And we were able to use the infrastructure we had to turn it into a clinical lab. So, we started with an ultrasound and then we moved on to a cardiac PET CT to describe what small vessel disease was. And then we just started following those people. And because I’m a generalist, I am disease-agnostic. Well, the same women who were describing more symptoms with small vessel disease. In talking to them, you could see that they had other manifestations. They were more likely to have low cognition. They were more likely to have PCOS, which is polycystic ovarian disease. They were more likely to have migraines. So, with all these connections, which people when they were in there studying, they were much smarter people studying these diseases from a disease standpoint, were probably missing that.

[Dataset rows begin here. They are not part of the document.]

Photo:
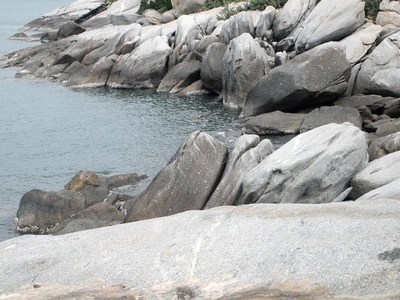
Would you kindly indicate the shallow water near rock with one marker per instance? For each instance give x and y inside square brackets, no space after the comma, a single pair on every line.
[49,132]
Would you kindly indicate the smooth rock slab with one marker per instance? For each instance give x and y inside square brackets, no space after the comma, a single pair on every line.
[186,183]
[316,76]
[335,251]
[329,21]
[244,63]
[247,153]
[96,216]
[384,145]
[39,210]
[387,191]
[274,123]
[314,167]
[143,68]
[376,174]
[331,114]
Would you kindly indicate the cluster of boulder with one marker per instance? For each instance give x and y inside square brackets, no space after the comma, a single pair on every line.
[88,201]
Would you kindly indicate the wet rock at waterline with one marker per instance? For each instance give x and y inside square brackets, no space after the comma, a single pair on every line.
[329,21]
[331,114]
[328,251]
[186,183]
[276,123]
[39,210]
[314,167]
[96,216]
[212,67]
[314,77]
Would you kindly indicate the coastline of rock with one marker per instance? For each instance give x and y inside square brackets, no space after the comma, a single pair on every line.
[321,218]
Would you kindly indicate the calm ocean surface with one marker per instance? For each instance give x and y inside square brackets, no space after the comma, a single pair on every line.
[49,132]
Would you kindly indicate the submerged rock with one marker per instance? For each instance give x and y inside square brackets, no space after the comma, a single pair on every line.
[314,167]
[259,251]
[186,183]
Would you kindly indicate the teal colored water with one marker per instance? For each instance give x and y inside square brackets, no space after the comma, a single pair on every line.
[49,132]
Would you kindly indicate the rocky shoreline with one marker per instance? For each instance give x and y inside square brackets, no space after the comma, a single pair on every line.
[320,71]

And so, what I say, what I bring to that table is like bringing that generalist lens of looking at people holistically. So, in my own path, I started studying then the heart-brain connection. And then when COVID came, it was microvascular dysfunction that was systemic. It was really the systemic lens that made me interested in looking at the sex differences. And then we partnered and did clinical trials that led to some of the long COVID studies as well. And Harlan, you’ve been part and parcel of some of that work, which continues. There’s a lot of interest in how some of these viral conditions are now converted into chronic conditions. And again, while men were dying more commonly with COVID in the acute setting—again, a sex-specific difference, because of the immune response, that Akiko was one of the first who actually showed that, more women have the higher inflammatory response that gets prolonged. And they’re more higher risk for having long-term chronic conditions with COVID. COVID being one example, but you can translate into many viruses.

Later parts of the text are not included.